Horner syndrome consists of the clinical triad of ptosis, miosis, and anhidrosis and is caused by interruption of the ipsilateral oculosympathetic pathway. That pathway courses from the hypothalamus through the brainstem, upper spinal cord, paraspinal region, chest, neck, and skull base and orbits to reach the Muller muscle elevator of the upper lid and the dilator muscle of the iris.
The syndrome is named after a Swiss ophthalmologist named Johann Friedrich Horner, but he was not the first to describe it. In 1727, Pourfour du Petit reported ptosis, miosis, and enophthalmos after cutting the sympathetic nerve trunk in dogs (46). Edward Selleck Hare reported similar signs in a published letter to the London Medical Gazette in 1838 (22; 16).

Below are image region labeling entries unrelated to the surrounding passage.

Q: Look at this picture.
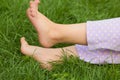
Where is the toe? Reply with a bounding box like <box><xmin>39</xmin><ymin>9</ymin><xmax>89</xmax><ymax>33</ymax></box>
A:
<box><xmin>35</xmin><ymin>0</ymin><xmax>40</xmax><ymax>4</ymax></box>
<box><xmin>30</xmin><ymin>8</ymin><xmax>37</xmax><ymax>17</ymax></box>
<box><xmin>20</xmin><ymin>37</ymin><xmax>28</xmax><ymax>47</ymax></box>
<box><xmin>30</xmin><ymin>0</ymin><xmax>39</xmax><ymax>10</ymax></box>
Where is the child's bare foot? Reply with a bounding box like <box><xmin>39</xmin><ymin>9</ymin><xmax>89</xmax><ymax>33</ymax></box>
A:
<box><xmin>27</xmin><ymin>0</ymin><xmax>59</xmax><ymax>47</ymax></box>
<box><xmin>21</xmin><ymin>37</ymin><xmax>61</xmax><ymax>70</ymax></box>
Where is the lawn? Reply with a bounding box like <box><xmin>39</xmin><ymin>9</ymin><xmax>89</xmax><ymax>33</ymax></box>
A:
<box><xmin>0</xmin><ymin>0</ymin><xmax>120</xmax><ymax>80</ymax></box>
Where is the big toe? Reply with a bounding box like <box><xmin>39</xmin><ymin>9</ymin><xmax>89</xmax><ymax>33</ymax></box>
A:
<box><xmin>20</xmin><ymin>37</ymin><xmax>29</xmax><ymax>54</ymax></box>
<box><xmin>30</xmin><ymin>0</ymin><xmax>39</xmax><ymax>10</ymax></box>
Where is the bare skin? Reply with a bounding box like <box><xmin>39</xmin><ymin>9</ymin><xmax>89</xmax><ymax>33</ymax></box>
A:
<box><xmin>27</xmin><ymin>0</ymin><xmax>87</xmax><ymax>47</ymax></box>
<box><xmin>21</xmin><ymin>0</ymin><xmax>87</xmax><ymax>70</ymax></box>
<box><xmin>21</xmin><ymin>37</ymin><xmax>78</xmax><ymax>70</ymax></box>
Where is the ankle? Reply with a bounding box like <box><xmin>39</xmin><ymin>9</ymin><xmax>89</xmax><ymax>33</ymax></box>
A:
<box><xmin>49</xmin><ymin>24</ymin><xmax>62</xmax><ymax>42</ymax></box>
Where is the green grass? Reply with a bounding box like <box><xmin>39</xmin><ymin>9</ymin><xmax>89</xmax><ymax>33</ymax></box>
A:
<box><xmin>0</xmin><ymin>0</ymin><xmax>120</xmax><ymax>80</ymax></box>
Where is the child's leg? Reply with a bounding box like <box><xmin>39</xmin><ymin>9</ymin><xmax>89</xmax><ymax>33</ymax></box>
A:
<box><xmin>21</xmin><ymin>38</ymin><xmax>78</xmax><ymax>69</ymax></box>
<box><xmin>21</xmin><ymin>38</ymin><xmax>120</xmax><ymax>69</ymax></box>
<box><xmin>27</xmin><ymin>0</ymin><xmax>87</xmax><ymax>47</ymax></box>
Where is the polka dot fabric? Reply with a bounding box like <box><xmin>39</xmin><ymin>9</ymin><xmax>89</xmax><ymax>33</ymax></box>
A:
<box><xmin>76</xmin><ymin>45</ymin><xmax>120</xmax><ymax>64</ymax></box>
<box><xmin>76</xmin><ymin>18</ymin><xmax>120</xmax><ymax>64</ymax></box>
<box><xmin>87</xmin><ymin>18</ymin><xmax>120</xmax><ymax>51</ymax></box>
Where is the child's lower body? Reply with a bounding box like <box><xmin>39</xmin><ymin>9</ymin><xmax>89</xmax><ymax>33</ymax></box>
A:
<box><xmin>21</xmin><ymin>0</ymin><xmax>120</xmax><ymax>69</ymax></box>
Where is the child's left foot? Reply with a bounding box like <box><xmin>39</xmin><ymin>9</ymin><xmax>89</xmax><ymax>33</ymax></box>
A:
<box><xmin>27</xmin><ymin>0</ymin><xmax>60</xmax><ymax>47</ymax></box>
<box><xmin>21</xmin><ymin>38</ymin><xmax>61</xmax><ymax>70</ymax></box>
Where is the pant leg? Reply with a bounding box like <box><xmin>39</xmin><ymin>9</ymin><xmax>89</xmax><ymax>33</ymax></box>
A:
<box><xmin>87</xmin><ymin>18</ymin><xmax>120</xmax><ymax>51</ymax></box>
<box><xmin>75</xmin><ymin>45</ymin><xmax>120</xmax><ymax>64</ymax></box>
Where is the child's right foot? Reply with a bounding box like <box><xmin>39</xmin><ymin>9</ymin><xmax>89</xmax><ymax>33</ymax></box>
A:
<box><xmin>27</xmin><ymin>0</ymin><xmax>60</xmax><ymax>47</ymax></box>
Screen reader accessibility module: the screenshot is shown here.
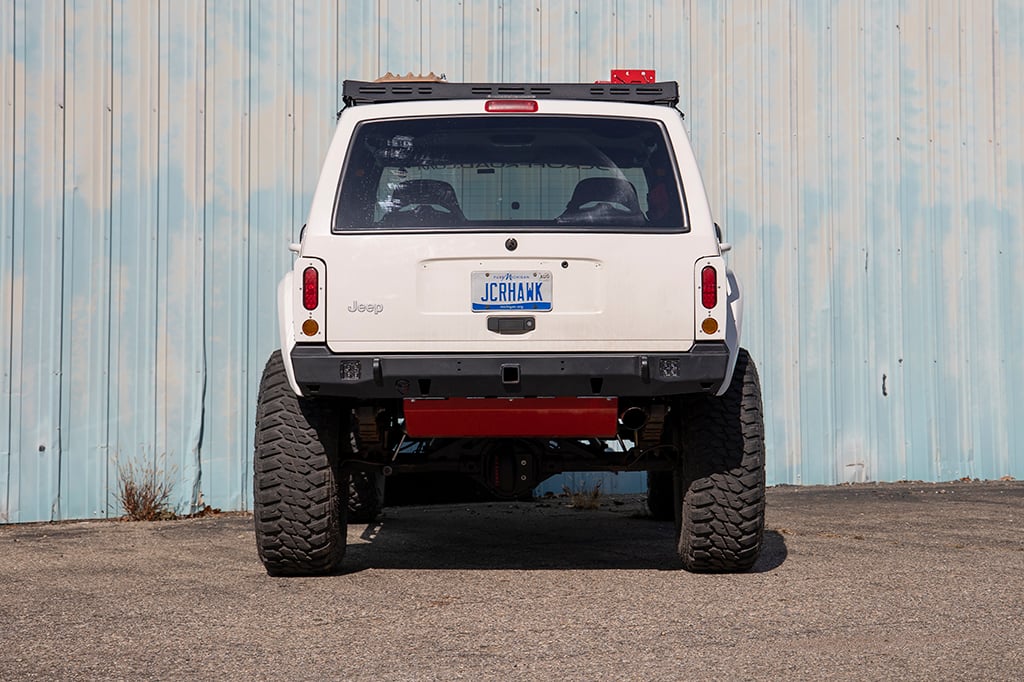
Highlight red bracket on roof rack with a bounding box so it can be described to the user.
[594,69,654,85]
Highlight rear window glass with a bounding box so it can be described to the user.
[335,115,685,231]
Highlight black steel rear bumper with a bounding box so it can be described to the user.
[291,343,729,399]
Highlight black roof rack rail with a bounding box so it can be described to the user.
[342,81,679,106]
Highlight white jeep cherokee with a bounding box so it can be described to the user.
[254,75,765,574]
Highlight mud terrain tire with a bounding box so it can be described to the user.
[253,351,348,576]
[673,348,765,572]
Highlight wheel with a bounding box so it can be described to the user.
[253,351,348,576]
[647,471,676,521]
[348,471,384,523]
[672,348,765,572]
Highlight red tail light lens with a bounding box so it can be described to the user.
[302,267,319,310]
[700,265,718,310]
[483,99,538,114]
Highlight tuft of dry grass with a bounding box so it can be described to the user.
[562,481,601,509]
[116,462,177,521]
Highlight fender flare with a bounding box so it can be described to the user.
[716,270,743,395]
[278,270,301,397]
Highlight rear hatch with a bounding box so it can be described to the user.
[313,102,715,353]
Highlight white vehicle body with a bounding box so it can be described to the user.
[279,91,741,395]
[253,80,765,574]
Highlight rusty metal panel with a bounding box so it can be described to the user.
[0,0,1024,521]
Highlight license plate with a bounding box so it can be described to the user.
[470,270,552,312]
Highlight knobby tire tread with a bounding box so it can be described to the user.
[675,349,765,572]
[253,351,347,576]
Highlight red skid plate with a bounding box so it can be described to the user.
[404,397,618,438]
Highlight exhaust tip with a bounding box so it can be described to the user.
[618,407,650,431]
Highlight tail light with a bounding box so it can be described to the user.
[302,267,319,310]
[483,99,538,114]
[700,265,718,310]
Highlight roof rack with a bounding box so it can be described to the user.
[342,81,679,106]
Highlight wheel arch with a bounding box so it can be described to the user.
[716,269,743,396]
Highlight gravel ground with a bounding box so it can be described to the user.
[0,482,1024,680]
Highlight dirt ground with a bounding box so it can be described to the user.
[0,482,1024,680]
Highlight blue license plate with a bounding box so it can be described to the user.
[470,270,552,312]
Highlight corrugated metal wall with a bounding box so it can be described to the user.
[0,0,1024,521]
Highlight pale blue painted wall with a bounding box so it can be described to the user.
[0,0,1024,522]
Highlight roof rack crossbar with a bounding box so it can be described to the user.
[342,81,679,106]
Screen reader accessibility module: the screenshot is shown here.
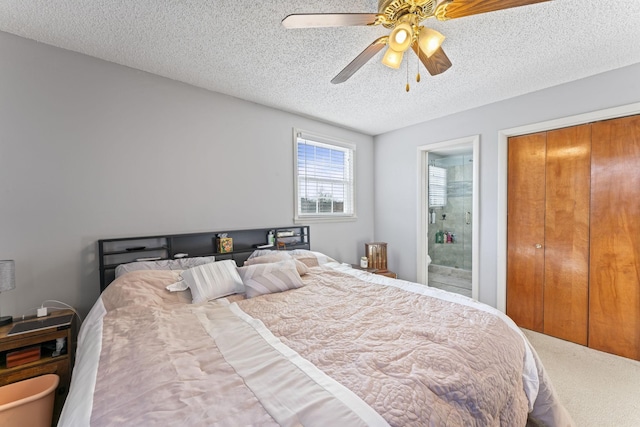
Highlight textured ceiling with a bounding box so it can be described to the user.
[0,0,640,135]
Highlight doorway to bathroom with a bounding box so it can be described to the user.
[417,136,479,299]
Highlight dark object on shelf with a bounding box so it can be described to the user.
[7,345,40,368]
[364,242,387,272]
[7,314,73,335]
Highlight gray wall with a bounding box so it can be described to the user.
[375,64,640,306]
[0,32,373,316]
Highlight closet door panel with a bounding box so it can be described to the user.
[543,125,591,345]
[589,116,640,360]
[507,133,546,332]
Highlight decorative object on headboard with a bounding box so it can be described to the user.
[0,260,16,325]
[98,225,311,292]
[364,242,387,272]
[216,233,233,254]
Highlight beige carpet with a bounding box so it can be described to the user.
[523,329,640,427]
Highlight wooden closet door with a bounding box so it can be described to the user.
[589,116,640,360]
[543,125,591,345]
[507,133,546,332]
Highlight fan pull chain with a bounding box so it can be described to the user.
[407,57,410,92]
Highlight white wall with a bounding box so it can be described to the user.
[374,64,640,306]
[0,32,373,316]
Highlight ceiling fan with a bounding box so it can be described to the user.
[282,0,550,85]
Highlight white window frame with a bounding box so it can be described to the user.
[293,128,357,224]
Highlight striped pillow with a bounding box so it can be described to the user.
[238,260,304,298]
[182,260,244,304]
[244,252,309,276]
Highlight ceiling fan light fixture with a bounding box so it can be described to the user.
[418,27,445,58]
[389,22,413,52]
[382,46,404,70]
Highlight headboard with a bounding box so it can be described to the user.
[98,225,311,292]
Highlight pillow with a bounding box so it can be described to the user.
[116,256,216,278]
[167,259,244,304]
[244,251,309,276]
[291,249,336,267]
[238,260,304,298]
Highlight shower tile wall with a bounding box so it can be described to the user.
[429,155,473,270]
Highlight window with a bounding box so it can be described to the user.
[429,165,447,208]
[294,131,355,222]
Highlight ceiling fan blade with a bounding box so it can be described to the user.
[438,0,551,19]
[411,43,451,76]
[282,13,378,28]
[331,36,389,84]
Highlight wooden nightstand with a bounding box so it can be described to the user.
[0,310,75,425]
[351,264,398,279]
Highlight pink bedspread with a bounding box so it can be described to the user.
[61,268,572,426]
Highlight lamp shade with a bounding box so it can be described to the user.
[382,46,404,69]
[389,22,413,52]
[0,260,16,292]
[418,27,445,58]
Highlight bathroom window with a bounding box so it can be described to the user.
[429,165,447,208]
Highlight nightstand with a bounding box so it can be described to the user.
[351,264,398,279]
[0,310,75,425]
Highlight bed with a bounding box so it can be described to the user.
[59,237,573,426]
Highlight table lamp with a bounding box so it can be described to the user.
[0,260,16,326]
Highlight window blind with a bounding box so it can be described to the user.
[429,165,447,208]
[296,133,354,218]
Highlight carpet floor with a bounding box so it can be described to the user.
[523,329,640,427]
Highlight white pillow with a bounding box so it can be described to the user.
[291,249,336,267]
[244,251,309,276]
[116,256,216,278]
[167,260,244,304]
[238,260,304,298]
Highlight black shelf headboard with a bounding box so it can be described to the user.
[98,225,311,292]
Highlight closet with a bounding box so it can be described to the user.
[507,116,640,360]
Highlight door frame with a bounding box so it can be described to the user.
[496,102,640,313]
[416,135,480,300]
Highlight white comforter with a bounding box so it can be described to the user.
[59,263,572,426]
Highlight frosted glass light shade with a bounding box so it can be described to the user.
[418,27,445,58]
[382,46,404,69]
[389,22,413,52]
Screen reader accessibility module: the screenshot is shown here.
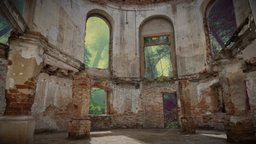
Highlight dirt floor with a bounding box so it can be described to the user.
[34,129,227,144]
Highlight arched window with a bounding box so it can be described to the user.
[140,18,176,79]
[0,15,12,45]
[89,87,107,115]
[206,0,236,55]
[84,16,110,69]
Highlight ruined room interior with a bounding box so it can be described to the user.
[0,0,256,144]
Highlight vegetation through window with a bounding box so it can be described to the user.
[144,35,173,79]
[84,16,110,69]
[0,15,12,45]
[207,0,236,55]
[89,88,107,115]
[14,0,25,15]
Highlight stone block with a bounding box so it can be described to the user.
[0,116,35,144]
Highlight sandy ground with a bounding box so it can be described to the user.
[34,129,227,144]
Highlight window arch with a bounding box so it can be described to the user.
[84,15,111,69]
[89,87,108,115]
[205,0,237,57]
[140,16,176,79]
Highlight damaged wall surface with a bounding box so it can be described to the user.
[32,73,73,130]
[0,0,256,142]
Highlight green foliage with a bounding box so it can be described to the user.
[84,17,110,69]
[89,88,107,115]
[144,45,173,80]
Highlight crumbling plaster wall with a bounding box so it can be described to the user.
[32,73,73,131]
[33,0,207,77]
[245,71,256,127]
[32,0,220,130]
[0,44,8,116]
[30,0,85,61]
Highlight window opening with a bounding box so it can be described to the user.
[89,88,107,115]
[207,0,237,55]
[144,35,173,79]
[84,16,110,69]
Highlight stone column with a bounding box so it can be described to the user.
[68,71,91,139]
[0,43,9,116]
[179,80,196,134]
[219,59,254,143]
[0,35,43,144]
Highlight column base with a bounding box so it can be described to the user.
[181,116,196,134]
[0,116,35,144]
[68,118,91,139]
[225,116,256,143]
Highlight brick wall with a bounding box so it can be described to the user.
[5,79,35,115]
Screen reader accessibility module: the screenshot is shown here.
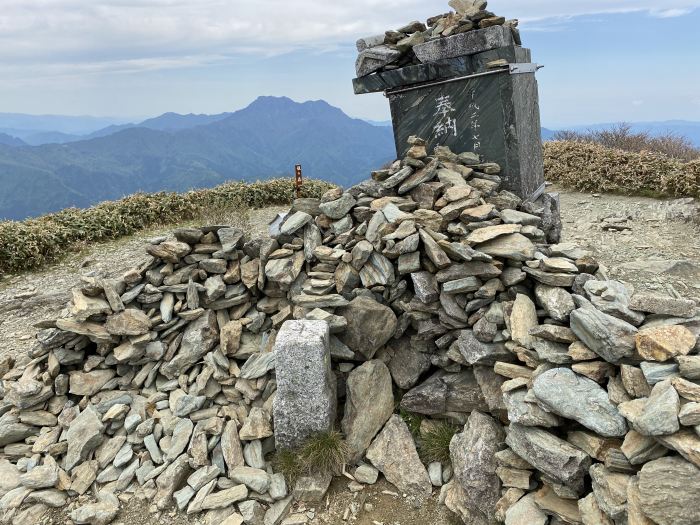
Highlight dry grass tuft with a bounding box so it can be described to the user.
[420,421,458,464]
[273,430,349,485]
[0,179,334,274]
[544,141,700,198]
[554,123,700,162]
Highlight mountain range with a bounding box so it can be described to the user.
[0,97,700,220]
[0,97,395,220]
[542,120,700,148]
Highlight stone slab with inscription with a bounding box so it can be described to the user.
[352,46,531,95]
[387,69,544,199]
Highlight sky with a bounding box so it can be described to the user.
[0,0,700,128]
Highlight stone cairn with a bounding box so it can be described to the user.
[0,137,700,525]
[355,0,521,77]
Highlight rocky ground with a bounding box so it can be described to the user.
[0,186,700,364]
[549,186,700,298]
[0,188,700,525]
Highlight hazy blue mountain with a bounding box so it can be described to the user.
[0,133,26,147]
[542,120,700,143]
[23,131,84,146]
[0,113,128,138]
[138,113,231,131]
[365,120,392,126]
[541,128,557,140]
[0,97,395,219]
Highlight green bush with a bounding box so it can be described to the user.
[420,421,458,463]
[0,179,333,273]
[273,430,349,485]
[544,141,700,197]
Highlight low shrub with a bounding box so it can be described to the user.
[399,408,423,437]
[0,179,333,273]
[544,141,700,197]
[273,430,349,485]
[420,421,458,464]
[301,430,349,475]
[554,123,700,162]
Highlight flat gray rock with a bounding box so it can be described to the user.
[336,296,397,359]
[341,360,394,463]
[160,310,219,379]
[273,321,336,449]
[320,192,357,218]
[633,379,680,436]
[457,330,514,365]
[280,211,313,235]
[450,411,505,525]
[64,405,104,472]
[355,45,401,77]
[401,369,488,416]
[571,306,637,364]
[639,457,700,525]
[503,388,561,428]
[416,26,513,63]
[535,283,576,323]
[506,423,591,487]
[367,415,432,507]
[532,368,627,437]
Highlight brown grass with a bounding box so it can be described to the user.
[554,122,700,162]
[544,141,700,198]
[0,179,333,274]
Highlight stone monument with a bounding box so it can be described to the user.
[353,23,544,201]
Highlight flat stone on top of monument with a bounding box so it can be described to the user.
[273,320,336,449]
[416,26,514,63]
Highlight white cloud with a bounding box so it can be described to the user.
[650,9,693,18]
[0,0,700,80]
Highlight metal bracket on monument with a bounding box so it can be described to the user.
[384,64,544,97]
[524,182,547,202]
[508,64,544,75]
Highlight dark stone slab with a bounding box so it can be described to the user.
[387,70,544,199]
[352,60,471,95]
[352,46,531,95]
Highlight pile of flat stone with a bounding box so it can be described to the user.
[355,0,521,77]
[0,137,700,525]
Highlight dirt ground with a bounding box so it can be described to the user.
[549,186,700,299]
[0,187,700,525]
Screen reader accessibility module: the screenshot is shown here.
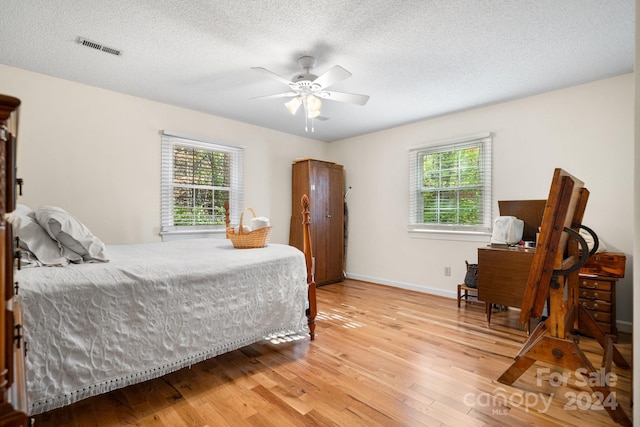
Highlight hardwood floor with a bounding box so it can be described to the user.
[35,280,631,427]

Rabbit experiments in 1852 by the French physiologist Claude Bernard led to the connection between the cervical sympathetic fibers and Horner syndrome (44; 47), so that the French typically call it the “Bernard-Horner syndrome.”
In 1864, Mitchell described ipsilateral ptosis, miosis, and reduced facial sweating in an injury of the sympathetic trunk from a gunshot wound to the neck. In 1869, Horner published the more complete syndrome as ptosis, miosis, enophthalmos, increased skin temperature, and dryness of the ipsilateral face in a patient who had poor dilation of the affected pupil following instillation of atropine and preserved pupillary constriction to the parasympathomimetic agent calabar (23).